Predicting the predisposition to colorectal cancer based on SNP profiles of immune phenotypes using supervised learning models


Çakmak A., Ayaz H., Arikan S., Ibrahimzada A. R., Demirkol S., Sonmez D., ...More

MEDICAL & BIOLOGICAL ENGINEERING & COMPUTING, vol.61, no.1, pp.243-258, 2023 (SCI-Expanded) identifier identifier identifier

  • Publication Type: Article / Article
  • Volume: 61 Issue: 1
  • Publication Date: 2023
  • Doi Number: 10.1007/s11517-022-02707-9
  • Journal Name: MEDICAL & BIOLOGICAL ENGINEERING & COMPUTING
  • Journal Indexes: Science Citation Index Expanded (SCI-EXPANDED), Scopus, Academic Search Premier, ABI/INFORM, Applied Science & Technology Source, BIOSIS, Biotechnology Research Abstracts, Business Source Elite, Business Source Premier, CINAHL, Compendex, Computer & Applied Sciences, EMBASE, INSPEC, MEDLINE
  • Page Numbers: pp.243-258
  • Keywords: Colorectal cancer, Machine learning, Classification, Cancer screening, Immune checkpoints, VALIDATION
  • Istanbul Technical University Affiliated: Yes

Abstract

This study explores the machine learning-based assessment of predisposition to colorectal cancer based on single nucleotide polymorphisms (SNP). Such a computational approach may be used as a risk indicator and an auxiliary diagnosis method that complements the traditional methods such as biopsy and CT scan. Moreover, it may be used to develop a low-cost screening test for the early detection of colorectal cancers to improve public health. We employ several supervised classification algorithms. Besides, we apply data imputation to fill in the missing genotype values.

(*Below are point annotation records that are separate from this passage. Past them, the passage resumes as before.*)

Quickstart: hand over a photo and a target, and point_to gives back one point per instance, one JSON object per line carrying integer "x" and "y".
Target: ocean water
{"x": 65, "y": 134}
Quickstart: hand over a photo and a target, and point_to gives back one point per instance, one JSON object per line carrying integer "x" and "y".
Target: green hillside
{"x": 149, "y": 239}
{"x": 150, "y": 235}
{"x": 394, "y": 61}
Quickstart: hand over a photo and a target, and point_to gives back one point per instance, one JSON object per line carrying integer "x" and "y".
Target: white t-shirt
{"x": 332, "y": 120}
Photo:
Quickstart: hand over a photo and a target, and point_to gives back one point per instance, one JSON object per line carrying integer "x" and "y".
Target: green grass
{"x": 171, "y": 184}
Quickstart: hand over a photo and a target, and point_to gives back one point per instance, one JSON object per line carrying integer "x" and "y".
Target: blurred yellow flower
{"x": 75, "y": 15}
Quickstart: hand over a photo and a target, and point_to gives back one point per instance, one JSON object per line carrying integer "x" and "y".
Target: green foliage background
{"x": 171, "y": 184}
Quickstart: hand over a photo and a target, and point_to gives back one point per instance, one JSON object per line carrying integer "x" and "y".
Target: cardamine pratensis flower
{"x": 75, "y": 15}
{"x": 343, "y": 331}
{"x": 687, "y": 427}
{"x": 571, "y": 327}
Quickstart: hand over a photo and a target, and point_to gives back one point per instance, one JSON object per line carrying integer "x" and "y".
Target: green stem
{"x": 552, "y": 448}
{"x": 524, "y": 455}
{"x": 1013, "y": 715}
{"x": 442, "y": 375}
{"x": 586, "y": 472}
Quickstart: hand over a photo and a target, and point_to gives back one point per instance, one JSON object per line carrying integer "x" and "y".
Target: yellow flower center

The employed dataset includes SNPs observed in particular colorectal cancer-associated genomic loci that are located within DNA regions of 11 selected genes obtained from 115 individuals. We make the following observations: (i) random forest-based classifier using one-hot encoding and K-nearest neighbor (KNN)-based imputation performs the best among the studied classifiers with an Fl score of 89% and area under the curve (AUC) score of 0.96. (ii) One-hot encoding together with K-nearest neighbor-based data imputation increases the Fl scores by around 26% in comparison to the baseline approach which does not employ them. (iii) The proposed model outperforms a commonly employed state-of-the-art approach, ColonFlag, under all evaluated settings by up to 24% in terms of the AUC score. Based on the high accuracy of the constructed predictive models, the studied 11 genes may be considered a gene panel candidate for colon cancer risk screening.